El nuevo día la atraviesa como una daga. A pesar del pronóstico de buen tiempo la mañana es dominada por una intención asesina. Por la noche, en la habitación lo elude. Tiene el período. Retira la mano infanticida de la cintura. Quien se acuesta con niños amanece insatisfecha. Va a correr sangre.
Él gira entre las sábanas como un león hambriento. Como un niño castigado. A las dos de la mañana la despierta para avisarle que va a suicidarse. Antes va a declarar por escrito que no la quiere junto al ataúd. Ella no se conmueve porque a él no le salen los gestos de Ray Parq. Se revuelca en la cama reclamando que ella lo desnude. Necesita cariño, ruge. Quiere beber de los senos de ella. Con ojos extraviados se coloca encima y pregunta cuándo lo dejó de querer. Le aprieta el cuello con fuerza. Imposible dar fecha y hora. Imposible gritar. No tengas miedo dice él, con la boca llena de baba. Golpea con un puño la pared. El hombreniñohiena la suelta y se viste para ir a matarse. Luego se desviste y se duerme maldiciéndola.

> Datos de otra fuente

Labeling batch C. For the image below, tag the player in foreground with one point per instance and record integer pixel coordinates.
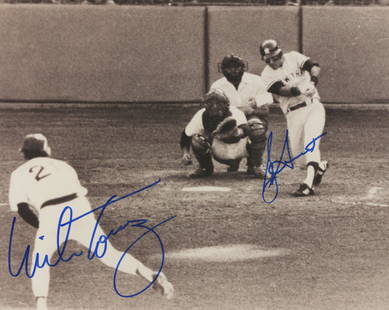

A las cuatro de la mañana él se despierta y cree que ella está dormida. Ensaya una especie de relación sexual con su cuerpo inmóvil. Necrofilia. Coloca su miembro entre las piernas sangradas de ella. Al ritmo del llanto silencioso de la mujer, él alcanza un coito estremecedor. Retira el miembro lleno de sangre. Mancha las sábanas. ¿Viste con qué poco me conformo? Sí, dice ella.
Inmediatamente ella sale de la cama. Las películas son repetidas. Ya no las volverá a ver. Busca el rastrillo que fuera de su padre. En el jardín, todavía a oscuras, junta las hojas secas. Riega las semillas de pensamientos blancos. Sabe que no se ha peinado. Sabe que no se peinará.
A las siete él se acerca al jardín con el cabello engominado y dice que va a desayunar afuera. Cuando se da vuelta ella le clava la rabia y los afilados dientes del rastrillo en la espalda. Él se da vuelta y la mira atónito, indefenso. Ella vuelve a clavarle en el pecho, los dientes de todas sus rabias. Él grita. Las vecinas salen de sus casas. Ningún ruego la detiene. La inesperada bravura de Gena Rowlands se le instala en el cuerpo. Golpe tras golpe riega con sangre las semillas negras de los pensamientos blancos. Cuando por fin él, tendido en el suelo, deja de nombrarla, ella se detiene. Los primeros minutos de silencio la reconfortan. Toda película merece un gran final.